Obama didn't stand up for environmental and social health.  He failed to act against the threat of growing emissions that endanger our well being so as not to interfere with job creation (economic growth).  "Business groups and Republicans in Congress had complained that meeting the new standard, which governs emissions of so-called ground-level ozone, would cost billions of dollars and hundreds of thousands of jobs."  Article in NY Times.

This is an example of the mainstream media reporting on environmental issues as seen through the lens of politics.  Now, let's turn to a publication by the American Institute of Chemical Engineers.

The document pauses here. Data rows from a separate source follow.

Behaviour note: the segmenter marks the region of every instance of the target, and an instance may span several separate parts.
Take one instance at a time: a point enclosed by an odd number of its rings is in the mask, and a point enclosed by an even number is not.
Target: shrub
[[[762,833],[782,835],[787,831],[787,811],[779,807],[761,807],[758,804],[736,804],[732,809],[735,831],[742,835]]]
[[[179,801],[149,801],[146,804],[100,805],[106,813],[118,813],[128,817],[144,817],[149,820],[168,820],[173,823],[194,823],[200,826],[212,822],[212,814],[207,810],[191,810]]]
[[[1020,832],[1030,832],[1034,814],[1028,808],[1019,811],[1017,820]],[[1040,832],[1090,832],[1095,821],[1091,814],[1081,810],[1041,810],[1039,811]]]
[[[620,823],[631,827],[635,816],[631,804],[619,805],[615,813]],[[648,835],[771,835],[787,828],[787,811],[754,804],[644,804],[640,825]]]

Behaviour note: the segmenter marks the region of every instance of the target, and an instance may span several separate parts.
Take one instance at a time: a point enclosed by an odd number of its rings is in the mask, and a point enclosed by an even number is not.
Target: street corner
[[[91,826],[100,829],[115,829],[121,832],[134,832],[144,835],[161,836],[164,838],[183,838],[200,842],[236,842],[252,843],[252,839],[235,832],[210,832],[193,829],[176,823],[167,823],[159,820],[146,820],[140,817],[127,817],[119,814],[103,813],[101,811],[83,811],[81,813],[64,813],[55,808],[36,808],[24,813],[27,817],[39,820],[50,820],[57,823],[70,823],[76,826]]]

Editor-in-Chief, Cynthia Mascone, for Chemical Engineering Progress, wrote in the Editor's note recently, "But as a regulated utility, it is impossible to gain regulatory approval to recover our share of the costs for validating and deploying technology without federal requirements to reduce greenhouse gas emissions already in place [italics added]."

In the main article, Carbon Capture and Storage, the authors state that the "amount of CO2 to be captured is a plant-specific decision and will likely be based on economic considerations that depend on the direction any future GHG emissions regulations might take." (p. 43)

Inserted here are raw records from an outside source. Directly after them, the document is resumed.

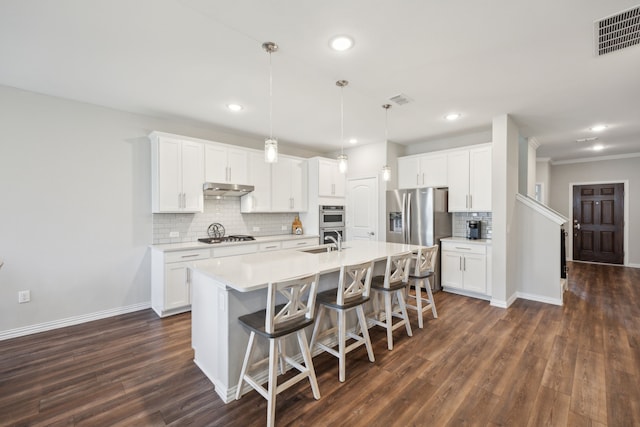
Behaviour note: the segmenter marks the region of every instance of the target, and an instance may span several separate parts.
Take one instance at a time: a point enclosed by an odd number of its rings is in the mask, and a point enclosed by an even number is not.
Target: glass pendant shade
[[[347,173],[347,155],[340,154],[338,156],[338,170],[340,173]]]
[[[278,51],[278,45],[274,42],[262,43],[262,48],[269,54],[269,138],[264,140],[264,161],[266,163],[278,162],[278,140],[273,137],[273,68],[271,66],[271,54]]]
[[[267,163],[278,162],[278,140],[267,138],[264,140],[264,161]]]
[[[389,181],[391,179],[391,168],[387,165],[382,167],[382,180]]]

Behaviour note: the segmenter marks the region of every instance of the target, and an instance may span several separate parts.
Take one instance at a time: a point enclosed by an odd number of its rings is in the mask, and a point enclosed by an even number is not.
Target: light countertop
[[[252,253],[224,258],[195,261],[192,270],[239,292],[266,288],[297,276],[338,271],[340,266],[367,261],[384,260],[387,256],[416,251],[419,246],[368,240],[344,242],[342,251],[309,253],[301,250],[282,250]],[[308,249],[307,249],[308,250]]]
[[[467,239],[466,237],[445,237],[441,242],[468,243],[470,245],[491,245],[491,239]]]
[[[318,235],[314,234],[277,234],[273,236],[254,236],[255,240],[249,240],[247,242],[220,242],[220,243],[202,243],[198,242],[184,242],[184,243],[162,243],[158,245],[150,245],[151,249],[161,251],[161,252],[172,252],[172,251],[183,251],[188,249],[212,249],[219,248],[222,246],[242,246],[242,245],[251,245],[255,243],[266,243],[266,242],[284,242],[291,240],[300,240],[300,239],[319,239]]]

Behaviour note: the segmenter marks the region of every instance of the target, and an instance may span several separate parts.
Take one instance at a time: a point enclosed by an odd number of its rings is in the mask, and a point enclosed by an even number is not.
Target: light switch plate
[[[169,233],[169,237],[180,237],[179,231],[172,231]]]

Throughout this article and others in the August 2011 issue, there are frequent references to costs--financial costs--as the overriding consideration.  Those costs can be increased or decreased based on policy decisions that affect regulations and standards.  These engineers are trying to figure out what the chances are of new regulations being implemented, and when it becomes financially attractive to install technologies to reduce emissions.  Until those regulations are in place, it is cheaper to do business as usual (continue polluting because they don't have to bear the costs of that pollution--we do!).  However, if the government uses regulations to increase the costs of emissions, it is then that the cost of doing business will become expensive enough to warrant using carbon capturing technologies.

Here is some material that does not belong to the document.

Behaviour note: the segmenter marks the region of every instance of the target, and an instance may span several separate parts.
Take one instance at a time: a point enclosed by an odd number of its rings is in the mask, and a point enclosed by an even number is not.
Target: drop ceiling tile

The government's function is to protect its citizens, or at least it was.  As politicians end up ever deeper in the pockets of businesses, their purpose of protecting people is compromised.  Corporate Rule and Congressional Rule are hardly distinguishable now.  A related article in the NY Times did include this sentence, "But many experts say that the effects should be assessed through a nuanced tally of costs and benefits that takes into account both economic and societal factors."  I wished the authors would have greatly elaborated on those societal costs, other than simply mentioning lengthening lives and reducing infant mortality and hospitalizations.  They could have, of course, also taken a more anthropological approach and asked why monetary-costs are of more importance than human costs in this culture.  Imagining an episode, National Geographic of the future would discuss our society in a video exposition: "This peculiar culture focused almost exclusively on its monetary factors, despite the known effects of pollution, resource depletion, social dysfunction, and an undermining of their own physical and mental health.  Their religious adherence to profit-based mores almost led to their extinction."

Friday, September 2, 2011

Indentured Students




"Total amount owed in college loans across the country: $1 trillion (more than all U.S. households owe on credit cards). Number of undergraduates who have gone into debt for their education: two-thirds."--KPCC

"These are 18-year-olds, who are indenturing themselves for life."
--Andrew Hacker, Professor, Department of Political Science, Queens College

Professor Hacker correctly identified this problem by saying these students are becoming indentured.  Their student loan debts cannot be forgiven--even with bankruptcy!  Essentially, the banks have a lifelong leash on these students, regardless of what happens to them financially.  If they become stuck in poverty because their degree didn't pay off as they were told to believe, then that is just too bad for them.  Their wages, tax returns, social security checks can be garnished.  In a society that promotes higher education as the golden key to "getting a job" so one can "earn a living" (because you're right to life is not guaranteed), despite the fact that getting a job is not guaranteed, nor is earning a livable wage enforced by any regulatory agency.  Simply, this is a scheme that promotes only the interests of money investors, not of society's youth.  Why not invest in a student loan when there is total protection from bankruptcy?  It does not matter how destitute the person becomes, the money investor still gets to rope in their share, even if that rope is around the former-student-not-getting-paid-enough worker's neck.

Professor Hacker suggested that all education should be free, which I appreciated, but that is unlikely considering the driving value program of our time: money-for-more-money (John McMurtry, Cancer Stage of Capitalism).  Without a shift in the underlying economic paradigm, debt servitude will continue.  Because the last two decades have seen an exponential redistribution of wealth up to the top 1-3% of the global population, the remaining 97% will feel ever more severely the burdens of this value program, worsening as one goes down the socio-economic scale.